Молодой охранник подбежал к дверке.
— Подкинь, парень, до дорожной старичка. Шёл, шёл и свалился. Пропадёт мужик, сделай милость, возьми. Боюсь, поморожу с ним и остальных.
Глаза у парня хорошие и испуганные.
— Пожалуйста. Вот только конвоир… — кивнул водитель на Тагирова, сидевшего рядом.
— Исруксия знаишь? — ответил тот неопределённо и, поёживаясь, выскочил из кабины.
Глушитель коптил Едким выхлопом. В кузове закашляли, зашевелились. Белоглазов отбросил угол брезента. Охранник подошёл к Тагирову, вынул пачку «Казбека».
— Кури, братишка, — проговорил он заискивающе и покосился на костёр. — Возьми мужичка-то. Ты понимаешь, какой-то профессор, а так добрый старикан, чудак только. Всё шёл да шутил, а потом как-то сразу — и на тебе. Высадишь у барака. Куда он денется?
Тагиров продолжал приплясывать и как будто не слышал.
— Так я Его подтащу. Посади в серёдку, глядишь — и отойдёт. В кабине оно всё теплей.
— Исруксия. Под трибунал хочешь, дурной башка?. Да и меня?..
Кротов поднялся и выглянул через борт.
— Гражданин начальник, давайте Его сюда, мы потеснимся, да и зачем вам, действительно, стеснять себя, — проговорил он почтительно. Тот обозлился и схватился за винтовку.
— Куда? На место!
Кротов покачал головой и сел. Водитель выжидательно выглядывал из кабины.
Из бушлата у костра показалась голова, на бородатом лице сверкнули стёкла очков.
— Не мучай людей, служивый. Веди, а я уж тут у огня посижу. Может, кто подберёт или вернёшься за мной. Да и кому я нужен теперь. А может, всё же лучше…
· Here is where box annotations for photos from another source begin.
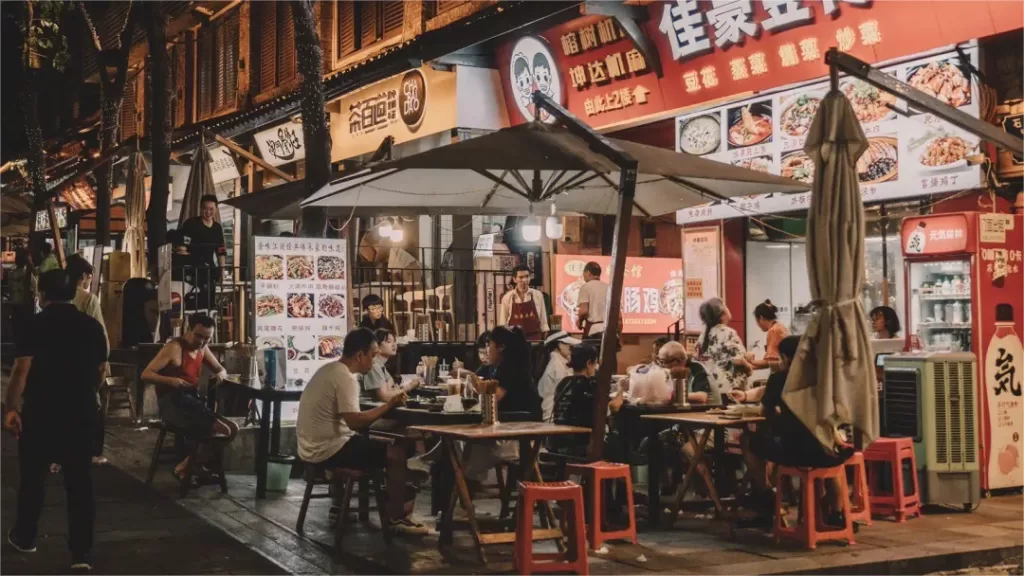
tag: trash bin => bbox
[266,454,295,492]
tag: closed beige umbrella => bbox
[782,90,879,453]
[178,142,220,228]
[124,150,146,278]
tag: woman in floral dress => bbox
[697,298,753,394]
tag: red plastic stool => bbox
[843,452,871,526]
[512,482,590,574]
[864,438,921,523]
[565,461,637,550]
[775,465,856,550]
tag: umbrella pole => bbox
[534,91,637,461]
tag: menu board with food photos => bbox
[253,237,349,387]
[552,254,683,334]
[676,46,981,222]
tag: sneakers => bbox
[7,528,36,553]
[388,515,430,536]
[71,557,92,574]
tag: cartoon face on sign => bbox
[509,36,562,122]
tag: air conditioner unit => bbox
[882,353,981,508]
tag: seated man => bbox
[361,328,420,402]
[142,314,239,479]
[729,336,853,526]
[296,328,427,535]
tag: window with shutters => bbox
[337,0,406,58]
[196,10,239,120]
[252,2,298,94]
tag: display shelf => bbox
[918,292,971,300]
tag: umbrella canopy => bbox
[178,142,220,227]
[124,150,146,278]
[782,90,879,453]
[302,122,808,216]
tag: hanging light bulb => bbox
[522,216,541,242]
[544,204,563,240]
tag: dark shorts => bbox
[157,389,217,437]
[317,435,387,470]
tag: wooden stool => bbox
[145,421,227,498]
[295,462,391,552]
[565,461,637,550]
[512,482,590,574]
[775,464,855,550]
[99,376,136,422]
[864,438,921,523]
[843,452,871,526]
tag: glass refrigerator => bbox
[901,212,1024,490]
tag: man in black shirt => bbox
[181,194,225,310]
[4,270,108,572]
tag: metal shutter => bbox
[338,0,358,57]
[256,2,278,92]
[317,0,334,74]
[276,2,296,86]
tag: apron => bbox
[509,294,542,340]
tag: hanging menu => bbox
[683,227,722,331]
[254,237,348,387]
[676,47,981,223]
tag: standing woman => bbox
[697,298,752,394]
[746,300,790,372]
[537,330,580,422]
[868,306,900,340]
[65,254,110,464]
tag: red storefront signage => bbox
[902,213,971,255]
[498,0,1024,127]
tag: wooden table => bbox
[642,411,765,532]
[410,422,590,564]
[359,401,529,516]
[217,380,302,498]
[614,403,714,528]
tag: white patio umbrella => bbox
[124,150,146,278]
[782,90,879,453]
[302,122,808,216]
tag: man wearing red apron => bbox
[498,264,549,340]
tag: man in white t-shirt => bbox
[296,328,427,535]
[577,261,608,339]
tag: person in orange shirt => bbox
[746,300,790,372]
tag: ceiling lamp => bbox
[544,204,564,240]
[522,216,541,242]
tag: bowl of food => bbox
[256,294,285,318]
[288,256,313,280]
[780,150,814,183]
[778,94,821,137]
[906,58,971,108]
[288,293,313,318]
[316,294,345,318]
[256,254,285,280]
[316,256,345,280]
[857,136,899,184]
[918,136,977,170]
[729,101,771,148]
[679,114,722,156]
[316,336,343,360]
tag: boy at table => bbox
[729,336,853,526]
[295,328,427,535]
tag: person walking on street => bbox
[65,254,110,465]
[4,270,108,572]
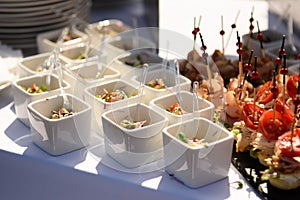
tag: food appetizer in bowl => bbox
[102,103,168,168]
[28,94,92,156]
[60,43,99,66]
[13,74,70,126]
[150,91,215,125]
[17,53,66,77]
[132,65,191,104]
[163,117,233,188]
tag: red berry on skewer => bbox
[280,67,289,75]
[249,24,254,31]
[256,33,264,41]
[251,71,259,79]
[236,47,243,55]
[235,42,243,47]
[278,49,286,56]
[275,57,281,65]
[244,63,252,71]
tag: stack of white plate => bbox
[0,0,91,55]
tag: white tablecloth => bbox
[0,98,260,200]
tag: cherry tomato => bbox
[243,103,265,130]
[276,98,294,128]
[286,74,299,100]
[276,128,300,157]
[255,81,279,104]
[258,109,288,140]
[169,103,180,111]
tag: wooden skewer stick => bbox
[225,10,240,50]
[256,21,265,58]
[199,32,213,91]
[248,6,254,49]
[220,15,225,55]
[280,54,288,105]
[251,56,258,123]
[192,16,202,50]
[236,31,243,87]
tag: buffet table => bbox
[0,1,288,200]
[0,98,260,200]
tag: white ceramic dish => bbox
[132,65,191,105]
[102,104,168,168]
[64,61,121,98]
[18,52,66,77]
[37,29,88,53]
[149,91,215,125]
[12,74,70,126]
[163,118,233,188]
[84,79,144,135]
[60,43,99,66]
[28,94,91,156]
[89,19,131,37]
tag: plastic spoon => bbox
[135,63,149,119]
[288,15,297,53]
[174,59,183,105]
[193,81,199,133]
[54,50,71,111]
[96,26,106,79]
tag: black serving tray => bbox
[231,143,300,200]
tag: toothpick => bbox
[225,10,240,50]
[220,15,225,55]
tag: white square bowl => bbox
[150,91,215,125]
[17,53,66,77]
[59,43,99,66]
[28,94,91,156]
[102,104,168,168]
[37,29,88,53]
[64,61,121,99]
[132,65,191,105]
[84,79,144,136]
[89,19,131,37]
[163,118,233,188]
[12,74,70,126]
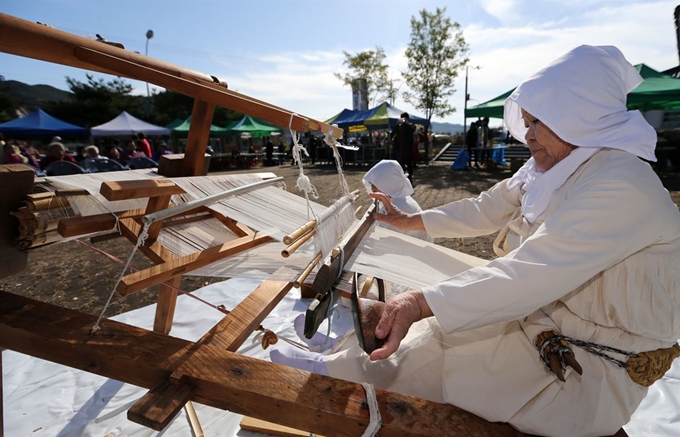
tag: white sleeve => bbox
[420,180,521,237]
[423,172,668,333]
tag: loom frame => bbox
[0,14,548,436]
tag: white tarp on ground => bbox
[90,111,170,137]
[2,278,680,437]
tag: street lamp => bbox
[144,29,153,108]
[463,65,482,138]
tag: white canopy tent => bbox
[90,111,170,137]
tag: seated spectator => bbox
[137,132,151,158]
[40,143,77,170]
[80,146,108,172]
[120,140,146,165]
[106,146,120,162]
[19,141,40,170]
[2,143,28,164]
[151,141,172,162]
[74,146,90,162]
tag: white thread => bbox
[361,382,382,437]
[92,224,150,334]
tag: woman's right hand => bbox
[370,193,426,232]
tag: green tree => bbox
[333,46,388,107]
[0,76,19,123]
[402,8,469,127]
[45,74,144,127]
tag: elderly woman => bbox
[278,46,680,436]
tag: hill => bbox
[0,80,73,111]
[430,121,463,135]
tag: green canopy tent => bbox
[465,88,515,118]
[465,64,680,118]
[172,116,229,138]
[230,115,283,138]
[626,64,680,111]
[165,118,184,130]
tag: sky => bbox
[0,0,679,126]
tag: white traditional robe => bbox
[327,149,680,436]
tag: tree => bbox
[45,74,144,127]
[0,76,19,123]
[333,46,388,108]
[402,8,469,127]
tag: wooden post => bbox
[182,99,215,176]
[0,164,35,278]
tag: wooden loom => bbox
[0,14,632,436]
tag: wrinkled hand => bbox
[370,193,425,232]
[370,290,432,361]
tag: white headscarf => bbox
[362,159,413,198]
[503,45,657,222]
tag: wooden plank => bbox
[0,291,523,437]
[99,178,184,201]
[197,281,293,352]
[181,98,215,176]
[144,195,172,244]
[74,47,342,138]
[117,232,271,296]
[0,164,35,279]
[0,14,223,89]
[128,379,196,431]
[239,417,323,437]
[153,276,182,335]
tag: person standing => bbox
[465,121,479,168]
[392,112,416,184]
[137,132,151,158]
[264,137,274,166]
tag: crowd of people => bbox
[0,133,173,172]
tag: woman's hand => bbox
[370,290,432,361]
[370,193,426,232]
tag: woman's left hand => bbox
[370,290,432,361]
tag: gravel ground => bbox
[0,163,680,317]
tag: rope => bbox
[361,382,382,437]
[539,334,680,387]
[92,223,150,334]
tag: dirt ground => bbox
[0,163,680,317]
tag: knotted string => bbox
[288,113,319,219]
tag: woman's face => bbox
[522,109,576,171]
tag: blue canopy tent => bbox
[0,109,90,139]
[326,102,430,132]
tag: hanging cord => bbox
[76,240,309,350]
[92,223,151,334]
[539,334,637,370]
[361,382,382,437]
[323,125,359,195]
[288,113,319,220]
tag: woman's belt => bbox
[536,331,680,387]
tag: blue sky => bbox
[0,0,678,125]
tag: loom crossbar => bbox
[142,177,283,224]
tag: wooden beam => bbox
[0,164,35,279]
[117,232,271,296]
[197,280,293,352]
[153,276,182,335]
[0,14,223,89]
[0,291,524,437]
[182,98,215,176]
[128,379,196,431]
[99,178,184,201]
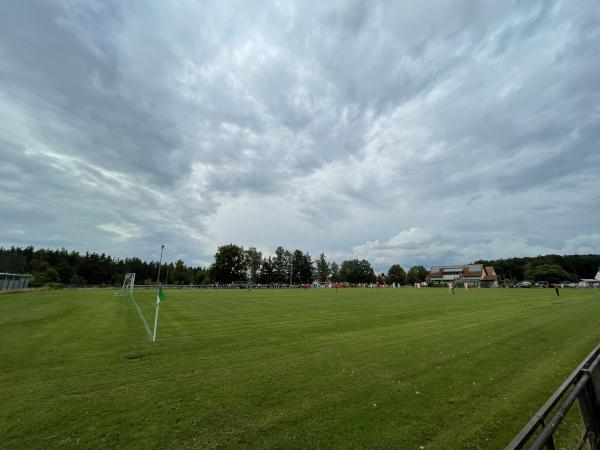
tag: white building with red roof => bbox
[427,264,498,287]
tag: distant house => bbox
[426,264,498,287]
[0,272,30,290]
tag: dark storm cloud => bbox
[0,0,600,269]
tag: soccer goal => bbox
[115,273,135,297]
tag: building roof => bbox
[427,264,498,281]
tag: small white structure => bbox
[0,272,31,290]
[115,273,135,297]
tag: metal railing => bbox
[505,345,600,450]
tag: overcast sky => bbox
[0,0,600,271]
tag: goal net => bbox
[115,273,135,297]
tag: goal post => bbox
[115,273,135,297]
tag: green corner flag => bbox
[158,286,167,302]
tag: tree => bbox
[273,247,290,283]
[260,256,274,284]
[526,264,573,283]
[209,244,246,283]
[387,264,406,284]
[340,259,375,284]
[315,253,330,283]
[406,266,428,284]
[244,247,262,283]
[290,250,313,284]
[329,261,342,283]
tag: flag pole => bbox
[152,244,165,342]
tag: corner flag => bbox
[156,286,167,303]
[152,284,167,342]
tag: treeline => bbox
[208,244,427,285]
[476,255,600,283]
[0,244,427,286]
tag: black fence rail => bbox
[505,345,600,450]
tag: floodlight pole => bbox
[156,244,165,286]
[152,244,165,342]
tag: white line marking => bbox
[131,294,152,340]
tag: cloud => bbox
[0,0,600,270]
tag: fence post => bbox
[577,365,600,450]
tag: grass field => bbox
[0,288,600,449]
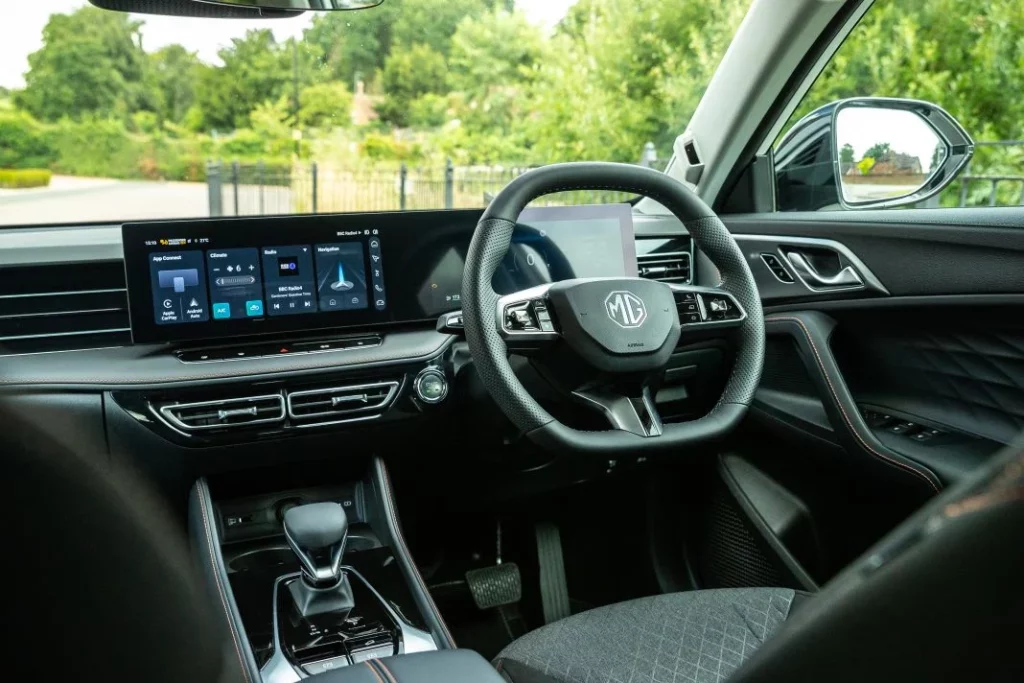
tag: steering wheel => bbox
[462,163,765,454]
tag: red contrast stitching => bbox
[767,316,941,493]
[376,659,398,683]
[362,661,384,683]
[197,485,250,683]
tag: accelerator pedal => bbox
[466,521,522,610]
[536,522,571,624]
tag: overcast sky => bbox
[0,0,575,88]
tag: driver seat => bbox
[495,588,794,683]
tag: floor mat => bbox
[430,582,526,659]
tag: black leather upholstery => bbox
[188,479,260,683]
[285,503,348,550]
[765,311,943,494]
[313,650,504,683]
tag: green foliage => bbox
[0,168,51,189]
[15,6,154,121]
[361,133,422,161]
[792,0,1024,139]
[377,44,447,127]
[148,45,201,123]
[196,29,291,130]
[0,112,55,168]
[299,81,352,128]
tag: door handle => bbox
[785,251,864,290]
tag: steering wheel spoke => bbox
[572,386,665,436]
[669,283,746,334]
[496,285,561,354]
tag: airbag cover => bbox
[548,278,679,372]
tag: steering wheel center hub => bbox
[548,278,679,373]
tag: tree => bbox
[861,142,892,160]
[299,81,352,128]
[14,6,156,121]
[196,29,292,130]
[302,2,400,87]
[377,44,447,127]
[150,45,200,123]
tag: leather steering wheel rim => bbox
[462,162,765,454]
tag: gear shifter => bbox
[285,503,354,616]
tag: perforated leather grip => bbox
[462,163,765,453]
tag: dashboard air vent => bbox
[288,381,398,420]
[637,252,690,284]
[160,393,285,431]
[0,261,131,355]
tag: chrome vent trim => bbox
[0,261,131,355]
[637,252,693,285]
[288,380,400,420]
[159,393,285,432]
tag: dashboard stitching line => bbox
[197,479,251,683]
[0,336,455,386]
[768,316,941,493]
[378,458,455,647]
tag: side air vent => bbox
[160,393,285,431]
[0,261,131,355]
[637,252,690,284]
[288,381,398,420]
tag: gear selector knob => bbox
[285,503,348,588]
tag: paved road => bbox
[0,176,291,225]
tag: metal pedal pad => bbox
[466,562,522,609]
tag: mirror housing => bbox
[774,97,974,211]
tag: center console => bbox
[189,459,455,683]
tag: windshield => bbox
[0,0,749,225]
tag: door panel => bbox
[708,208,1024,579]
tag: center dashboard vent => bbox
[637,252,691,285]
[288,381,399,421]
[160,393,285,431]
[0,261,131,355]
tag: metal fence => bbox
[958,140,1024,207]
[207,150,665,216]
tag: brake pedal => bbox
[536,522,571,624]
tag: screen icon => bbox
[313,241,370,310]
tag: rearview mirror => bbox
[831,97,974,209]
[198,0,384,12]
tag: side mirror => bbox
[775,97,974,211]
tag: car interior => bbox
[0,0,1024,683]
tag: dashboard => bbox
[122,204,637,343]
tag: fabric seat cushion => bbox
[495,588,794,683]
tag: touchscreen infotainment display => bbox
[122,205,636,342]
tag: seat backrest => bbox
[729,449,1024,683]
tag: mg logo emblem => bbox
[604,292,647,328]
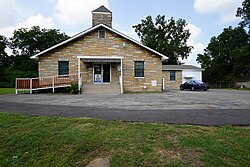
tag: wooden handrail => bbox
[16,74,82,94]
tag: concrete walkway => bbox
[0,90,250,126]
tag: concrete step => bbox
[82,84,121,94]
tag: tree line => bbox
[197,0,250,82]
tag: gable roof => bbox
[92,5,112,13]
[162,65,204,71]
[30,24,168,60]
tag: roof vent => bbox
[92,5,112,28]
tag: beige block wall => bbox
[38,30,162,92]
[162,71,182,90]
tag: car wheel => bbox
[191,86,195,91]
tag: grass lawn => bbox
[0,88,15,95]
[0,113,250,167]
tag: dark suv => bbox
[180,80,209,91]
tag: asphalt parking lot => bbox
[0,90,250,126]
[0,89,250,110]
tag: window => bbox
[98,30,106,39]
[135,61,144,77]
[170,71,176,81]
[58,61,69,75]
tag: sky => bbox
[0,0,243,66]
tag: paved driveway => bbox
[0,90,250,125]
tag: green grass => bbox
[0,88,15,95]
[0,113,250,167]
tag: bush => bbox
[67,83,81,94]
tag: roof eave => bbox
[30,24,168,61]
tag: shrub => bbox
[67,83,81,94]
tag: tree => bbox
[10,26,69,57]
[0,35,10,82]
[197,26,250,81]
[4,26,69,86]
[133,15,193,64]
[236,0,250,35]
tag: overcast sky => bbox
[0,0,243,65]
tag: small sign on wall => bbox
[151,80,157,86]
[94,74,102,83]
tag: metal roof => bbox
[92,5,112,13]
[162,65,204,71]
[30,24,168,60]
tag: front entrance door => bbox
[102,64,110,83]
[93,64,111,84]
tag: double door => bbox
[93,63,111,84]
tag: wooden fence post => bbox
[30,78,32,94]
[52,76,55,93]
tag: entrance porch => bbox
[77,56,123,94]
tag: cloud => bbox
[0,13,54,37]
[185,23,201,45]
[17,13,54,28]
[194,0,242,23]
[55,0,109,26]
[0,0,19,28]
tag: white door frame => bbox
[93,63,112,84]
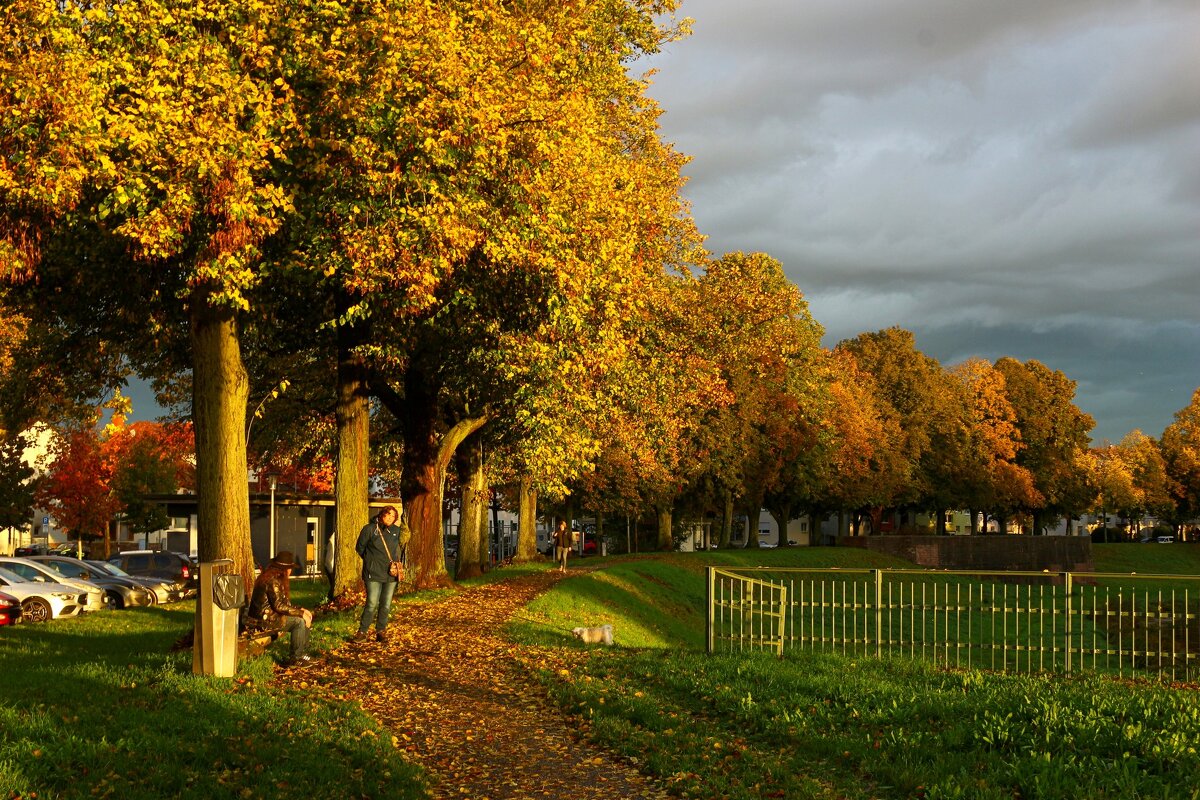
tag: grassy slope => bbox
[1092,543,1200,575]
[512,546,1200,800]
[0,583,425,800]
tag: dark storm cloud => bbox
[652,0,1200,440]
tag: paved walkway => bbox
[272,570,670,800]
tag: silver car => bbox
[86,560,184,606]
[0,566,88,622]
[0,557,108,612]
[29,555,154,608]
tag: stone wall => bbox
[838,535,1094,572]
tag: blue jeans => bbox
[283,616,308,661]
[359,581,396,633]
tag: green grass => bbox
[9,545,1200,800]
[0,592,425,800]
[511,546,1200,800]
[1092,543,1200,575]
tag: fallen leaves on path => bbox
[278,571,670,800]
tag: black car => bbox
[108,551,200,596]
[29,555,155,608]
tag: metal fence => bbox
[707,567,1200,680]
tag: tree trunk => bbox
[768,506,792,547]
[191,303,254,588]
[402,381,487,589]
[654,501,674,553]
[718,489,733,551]
[454,437,487,581]
[515,475,539,561]
[329,329,371,600]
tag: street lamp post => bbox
[266,475,280,558]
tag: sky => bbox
[636,0,1200,444]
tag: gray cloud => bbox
[652,0,1200,440]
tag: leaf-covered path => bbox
[278,570,670,800]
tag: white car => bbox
[0,557,108,612]
[0,566,88,622]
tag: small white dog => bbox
[571,625,612,645]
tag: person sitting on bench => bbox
[248,551,312,667]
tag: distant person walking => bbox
[554,519,571,572]
[352,506,412,642]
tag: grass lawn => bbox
[511,546,1200,800]
[0,545,1200,800]
[0,582,425,800]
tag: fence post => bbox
[704,566,716,654]
[775,587,787,658]
[1062,572,1073,675]
[871,570,883,658]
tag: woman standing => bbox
[554,519,571,572]
[352,506,412,642]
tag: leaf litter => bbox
[277,570,671,800]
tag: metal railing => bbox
[707,567,1200,680]
[707,567,787,655]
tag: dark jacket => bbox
[354,521,413,582]
[248,566,304,628]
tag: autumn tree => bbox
[836,327,944,531]
[995,357,1096,534]
[1162,389,1200,525]
[1103,431,1175,534]
[0,434,37,529]
[692,253,827,545]
[37,427,121,541]
[947,359,1043,533]
[101,422,196,544]
[0,0,295,587]
[815,348,911,533]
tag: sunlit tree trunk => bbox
[515,475,538,561]
[330,319,371,599]
[191,303,254,587]
[402,367,487,589]
[719,489,733,551]
[654,501,674,553]
[768,505,792,547]
[455,438,487,581]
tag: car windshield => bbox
[0,566,29,583]
[88,561,130,578]
[38,561,72,578]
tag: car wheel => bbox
[20,597,53,622]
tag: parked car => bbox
[86,561,184,606]
[0,566,88,622]
[29,555,154,608]
[0,558,108,612]
[0,591,23,625]
[108,551,200,596]
[12,542,79,557]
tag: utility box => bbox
[192,559,246,678]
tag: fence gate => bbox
[707,567,787,656]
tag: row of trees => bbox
[0,0,1200,595]
[0,398,194,551]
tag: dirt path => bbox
[278,570,670,800]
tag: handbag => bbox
[376,525,404,581]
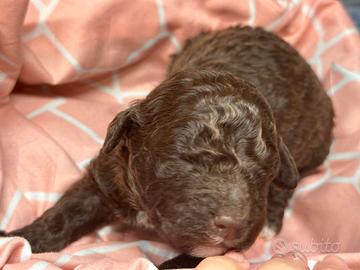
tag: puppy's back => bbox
[168,26,334,173]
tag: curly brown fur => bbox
[2,27,334,264]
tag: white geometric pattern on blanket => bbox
[0,0,360,266]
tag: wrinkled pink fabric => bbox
[0,0,360,270]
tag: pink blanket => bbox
[0,0,360,270]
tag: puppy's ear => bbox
[101,106,138,154]
[274,139,299,190]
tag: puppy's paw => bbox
[260,224,278,241]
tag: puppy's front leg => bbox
[2,174,114,253]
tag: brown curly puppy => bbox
[1,27,334,256]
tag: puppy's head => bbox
[102,70,297,256]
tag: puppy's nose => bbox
[214,215,240,248]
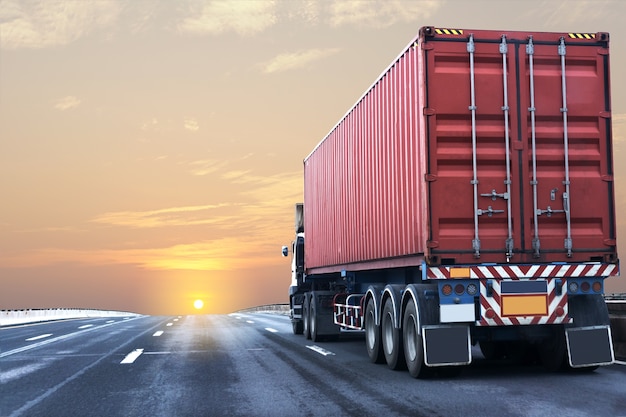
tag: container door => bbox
[422,31,615,264]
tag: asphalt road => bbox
[0,314,626,417]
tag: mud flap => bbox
[565,326,615,368]
[422,326,472,366]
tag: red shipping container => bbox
[304,27,617,274]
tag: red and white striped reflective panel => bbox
[476,278,572,326]
[426,262,618,279]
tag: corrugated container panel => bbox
[304,42,424,268]
[424,31,616,263]
[304,28,617,272]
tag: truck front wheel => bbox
[364,298,385,363]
— Молчи, старый, опять за своё. Да разве можно? — крикнул с сердцем охранник и снова повернулся к Тагирову. — Ты понимаешь, тут говорят, Ещё вёрст пять. Я бы Его на себе, да где там, не выдержит.
— Зачем дурака ломаишь? Шага три сделать можит, сам просит… На прииске она всё равно в архив, — отрезал озлобленно Тагиров и истошно заорал водителю: — Чего глядишь? Заводи. Я хозяин машины. — И полез в кабину.
— Вот же варнак. Тебя бы… — Охранник подошёл к костру и принялся взваливать на себя старика.
Кузов обдало копотью, тряхнуло, брезент надулся. Белоглазов закрыл глаза, надвинул шапку на лоб и сжался. Словно над ним сомкнулась холодная волна и придавила Его своей тёмной, непреодолимой массой…
— …Вылезай!.. Становыс!.. — кричал Тагиров, сдёргивая брезент.
Белоглазов пытался встать, но не мог, одеревенело всё тело. Так же беспомощно сидели и остальные. Водитель открыл борт и начал стаскивать их как кули.